Here, p and q are the attribute values for two data objects.

Attribute Type Similarity Dissimilarity
Nominal \(s=\begin{cases}
1 & \text{ if } p=q \\
0 & \text{ if } p\neq q
\end{cases}\)
\(d=\begin{cases}
0 & \text{ if } p=q \\
1 & \text{ if } p\neq q
\end{cases}\)
Ordinal

\(s=1-\dfrac{\left \| p-q \right \|}{n-1}\)

(values mapped to integer 0 to n-1, where n is the number of values)

\(d=\dfrac{\left \| p-q \right \|}{n-1}\)
Interval or Ratio \(s=1-\left \| p-q \right \|,  s=\frac{1}{1+\left \| p-q \right \|}\) \(d=\left \| p-q \right \|\)


Distance, such as the Euclidean distance, is a dissimilarity measure and has some well-known properties: Common Properties of Dissimilarity Measures

  1. d(p, q) ≥ 0 for all p and q, and d(p, q) = 0 if and only if p = q,
  2. d(p, q) = d(q,p) for all p and q,
  3. d(p, r) ≤ d(p, q) + d(q, r) for all p, q, and r, where d(p, q) is the distance (dissimilarity) between points (data objects), p and q.
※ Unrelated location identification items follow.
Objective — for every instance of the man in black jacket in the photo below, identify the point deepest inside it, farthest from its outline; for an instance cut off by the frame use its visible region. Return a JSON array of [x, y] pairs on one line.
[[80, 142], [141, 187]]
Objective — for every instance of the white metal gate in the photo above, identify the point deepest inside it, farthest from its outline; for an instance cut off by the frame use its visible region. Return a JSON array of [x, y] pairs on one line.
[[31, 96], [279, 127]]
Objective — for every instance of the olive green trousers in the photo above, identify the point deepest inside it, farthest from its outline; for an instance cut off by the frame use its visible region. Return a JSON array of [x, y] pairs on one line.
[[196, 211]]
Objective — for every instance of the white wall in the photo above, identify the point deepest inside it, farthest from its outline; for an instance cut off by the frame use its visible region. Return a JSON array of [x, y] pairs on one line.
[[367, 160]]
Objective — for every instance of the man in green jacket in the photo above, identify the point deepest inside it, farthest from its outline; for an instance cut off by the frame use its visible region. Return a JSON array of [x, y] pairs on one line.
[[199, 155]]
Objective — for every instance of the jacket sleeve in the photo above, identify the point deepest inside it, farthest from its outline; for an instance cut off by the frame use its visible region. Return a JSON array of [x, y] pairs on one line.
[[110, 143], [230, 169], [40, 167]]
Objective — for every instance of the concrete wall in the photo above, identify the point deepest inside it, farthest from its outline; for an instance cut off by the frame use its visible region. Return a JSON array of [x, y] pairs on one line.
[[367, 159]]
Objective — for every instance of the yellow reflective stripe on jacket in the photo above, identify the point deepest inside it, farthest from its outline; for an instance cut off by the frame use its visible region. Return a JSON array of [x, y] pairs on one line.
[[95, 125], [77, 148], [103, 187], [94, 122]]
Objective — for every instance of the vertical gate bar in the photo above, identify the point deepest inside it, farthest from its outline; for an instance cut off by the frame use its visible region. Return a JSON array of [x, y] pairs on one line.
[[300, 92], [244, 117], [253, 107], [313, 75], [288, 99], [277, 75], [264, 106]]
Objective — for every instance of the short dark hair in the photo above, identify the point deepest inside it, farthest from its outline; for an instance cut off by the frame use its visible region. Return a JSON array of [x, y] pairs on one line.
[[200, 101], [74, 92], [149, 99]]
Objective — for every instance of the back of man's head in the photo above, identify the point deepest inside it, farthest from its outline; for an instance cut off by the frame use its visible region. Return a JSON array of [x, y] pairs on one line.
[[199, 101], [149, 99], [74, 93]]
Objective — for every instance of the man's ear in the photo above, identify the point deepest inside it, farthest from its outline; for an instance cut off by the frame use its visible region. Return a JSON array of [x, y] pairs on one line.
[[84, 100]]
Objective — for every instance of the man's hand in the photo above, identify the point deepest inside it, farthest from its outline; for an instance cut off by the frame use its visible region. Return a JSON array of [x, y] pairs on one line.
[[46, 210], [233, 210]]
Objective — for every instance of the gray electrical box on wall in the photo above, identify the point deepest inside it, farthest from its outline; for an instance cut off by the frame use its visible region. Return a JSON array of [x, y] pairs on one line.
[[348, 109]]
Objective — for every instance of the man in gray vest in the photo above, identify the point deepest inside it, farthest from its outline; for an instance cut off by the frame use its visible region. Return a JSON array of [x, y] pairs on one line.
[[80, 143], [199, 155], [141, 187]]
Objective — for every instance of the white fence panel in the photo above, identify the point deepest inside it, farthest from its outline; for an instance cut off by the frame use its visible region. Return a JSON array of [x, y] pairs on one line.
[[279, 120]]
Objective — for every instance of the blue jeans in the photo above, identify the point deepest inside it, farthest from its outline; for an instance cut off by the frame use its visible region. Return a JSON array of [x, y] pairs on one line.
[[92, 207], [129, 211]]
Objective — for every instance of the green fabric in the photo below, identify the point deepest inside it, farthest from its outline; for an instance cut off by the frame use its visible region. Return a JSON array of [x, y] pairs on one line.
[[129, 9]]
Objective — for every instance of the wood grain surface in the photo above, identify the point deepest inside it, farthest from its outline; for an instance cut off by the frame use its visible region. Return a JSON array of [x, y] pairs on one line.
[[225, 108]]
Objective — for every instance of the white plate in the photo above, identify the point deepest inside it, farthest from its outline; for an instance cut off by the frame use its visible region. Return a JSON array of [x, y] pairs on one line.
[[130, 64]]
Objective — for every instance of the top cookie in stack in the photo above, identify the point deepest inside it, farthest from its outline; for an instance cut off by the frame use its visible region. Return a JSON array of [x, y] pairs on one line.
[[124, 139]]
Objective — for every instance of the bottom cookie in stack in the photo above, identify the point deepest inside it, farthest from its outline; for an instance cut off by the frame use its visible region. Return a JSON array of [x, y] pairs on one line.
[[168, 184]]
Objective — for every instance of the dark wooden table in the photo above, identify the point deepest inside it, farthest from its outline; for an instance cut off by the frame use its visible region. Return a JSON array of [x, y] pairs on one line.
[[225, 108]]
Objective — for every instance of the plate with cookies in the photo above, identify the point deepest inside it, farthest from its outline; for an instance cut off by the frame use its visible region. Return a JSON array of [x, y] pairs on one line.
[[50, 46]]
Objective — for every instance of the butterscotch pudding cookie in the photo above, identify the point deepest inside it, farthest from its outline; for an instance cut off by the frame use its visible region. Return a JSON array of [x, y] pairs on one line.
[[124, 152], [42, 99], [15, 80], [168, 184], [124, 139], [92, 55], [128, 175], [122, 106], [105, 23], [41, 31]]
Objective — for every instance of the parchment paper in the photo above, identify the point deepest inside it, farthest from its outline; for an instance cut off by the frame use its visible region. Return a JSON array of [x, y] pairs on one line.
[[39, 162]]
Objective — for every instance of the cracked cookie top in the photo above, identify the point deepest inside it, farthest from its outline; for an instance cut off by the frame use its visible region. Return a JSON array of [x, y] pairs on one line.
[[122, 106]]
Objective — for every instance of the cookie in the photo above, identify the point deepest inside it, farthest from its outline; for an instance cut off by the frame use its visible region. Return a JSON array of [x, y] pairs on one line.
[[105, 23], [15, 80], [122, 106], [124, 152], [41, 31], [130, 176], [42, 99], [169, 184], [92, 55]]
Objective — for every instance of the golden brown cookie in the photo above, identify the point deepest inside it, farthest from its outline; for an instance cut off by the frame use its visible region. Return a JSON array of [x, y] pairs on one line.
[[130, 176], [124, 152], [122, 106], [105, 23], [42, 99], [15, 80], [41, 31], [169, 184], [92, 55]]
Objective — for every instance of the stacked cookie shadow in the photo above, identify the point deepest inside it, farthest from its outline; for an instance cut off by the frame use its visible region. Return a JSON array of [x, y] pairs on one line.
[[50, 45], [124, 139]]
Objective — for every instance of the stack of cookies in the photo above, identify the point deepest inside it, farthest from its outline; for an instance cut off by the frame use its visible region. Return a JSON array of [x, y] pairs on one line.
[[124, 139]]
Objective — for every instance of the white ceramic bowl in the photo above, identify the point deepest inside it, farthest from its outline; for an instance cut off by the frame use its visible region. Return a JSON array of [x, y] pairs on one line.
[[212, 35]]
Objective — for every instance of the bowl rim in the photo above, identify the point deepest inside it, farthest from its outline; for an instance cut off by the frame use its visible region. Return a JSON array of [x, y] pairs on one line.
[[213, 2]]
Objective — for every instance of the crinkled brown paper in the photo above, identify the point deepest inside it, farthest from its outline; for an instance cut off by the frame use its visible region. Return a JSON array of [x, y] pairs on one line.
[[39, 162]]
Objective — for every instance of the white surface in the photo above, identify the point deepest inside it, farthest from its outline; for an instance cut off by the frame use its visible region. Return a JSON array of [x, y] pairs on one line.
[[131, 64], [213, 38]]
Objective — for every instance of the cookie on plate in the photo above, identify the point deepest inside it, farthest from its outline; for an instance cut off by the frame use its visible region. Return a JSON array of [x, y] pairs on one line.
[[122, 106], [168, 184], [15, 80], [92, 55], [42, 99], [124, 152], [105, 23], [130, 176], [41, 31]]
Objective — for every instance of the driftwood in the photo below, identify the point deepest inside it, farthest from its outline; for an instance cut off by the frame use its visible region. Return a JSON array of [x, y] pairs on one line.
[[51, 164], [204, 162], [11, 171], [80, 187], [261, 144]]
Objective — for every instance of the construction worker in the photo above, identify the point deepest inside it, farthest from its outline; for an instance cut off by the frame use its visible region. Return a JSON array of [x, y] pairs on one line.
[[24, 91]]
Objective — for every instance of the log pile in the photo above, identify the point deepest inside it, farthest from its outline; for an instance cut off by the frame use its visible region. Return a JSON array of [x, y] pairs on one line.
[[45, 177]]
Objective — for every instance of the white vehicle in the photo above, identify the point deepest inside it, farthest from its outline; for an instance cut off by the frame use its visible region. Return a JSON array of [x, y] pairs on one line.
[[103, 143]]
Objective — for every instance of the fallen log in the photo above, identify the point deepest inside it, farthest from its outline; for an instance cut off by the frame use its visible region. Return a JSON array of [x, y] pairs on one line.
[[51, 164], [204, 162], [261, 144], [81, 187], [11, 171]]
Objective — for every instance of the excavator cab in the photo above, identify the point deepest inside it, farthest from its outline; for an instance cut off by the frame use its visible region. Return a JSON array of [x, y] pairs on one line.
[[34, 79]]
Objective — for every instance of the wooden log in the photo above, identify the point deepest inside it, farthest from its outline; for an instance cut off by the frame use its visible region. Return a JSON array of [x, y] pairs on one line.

A distance that satisfies these properties is called a metric. Following is a list of several common distance measures to compare multivariate data. We will assume that the attributes are all continuous.

 

Euclidean Distance

Assume that we have measurements \(x_{ik}\), \(i = 1 , \ldots , N\), on variables \(k = 1 , \dots , p\) (also called attributes).

The Euclidean distance between the ith and jth objects is

\(d_E(i, j)=\left(\sum_{k=1}^{p}\left(x_{ik}-x_{jk}  \right) ^2\right)^\frac{1}{2}\)

for every pair (i, j) of observations.

The weighted Euclidean distance is:

\(d_{WE}(i, j)=\left(\sum_{k=1}^{p}W_k\left(x_{ik}-x_{jk}  \right) ^2\right)^\frac{1}{2}\)

If scales of the attributes differ substantially, standardization is necessary.

 

Minkowski Distance

The Minkowski distance is a generalization of the Euclidean distance.

With the measurement, \(x _ { i k } , i = 1 , \dots , N , k = 1 , \dots , p\), the Minkowski distance is

\(d_M(i, j)=\left(\sum_{k=1}^{p}\left | x_{ik}-x_{jk}  \right | ^ \lambda \right)^\frac{1}{\lambda} \)

where \(\lambda \geq 1\).  It is also called the \(L_λ\) metric.

  • \(\lambda = 1 : L _ { 1 }\) metric, Manhattan or City-block distance.
  • \(\lambda = 2 : L _ { 2 }\) metric, Euclidean distance.
  • \(\lambda \rightarrow \infty : L _ { \infty }\) metric, Supremum distance.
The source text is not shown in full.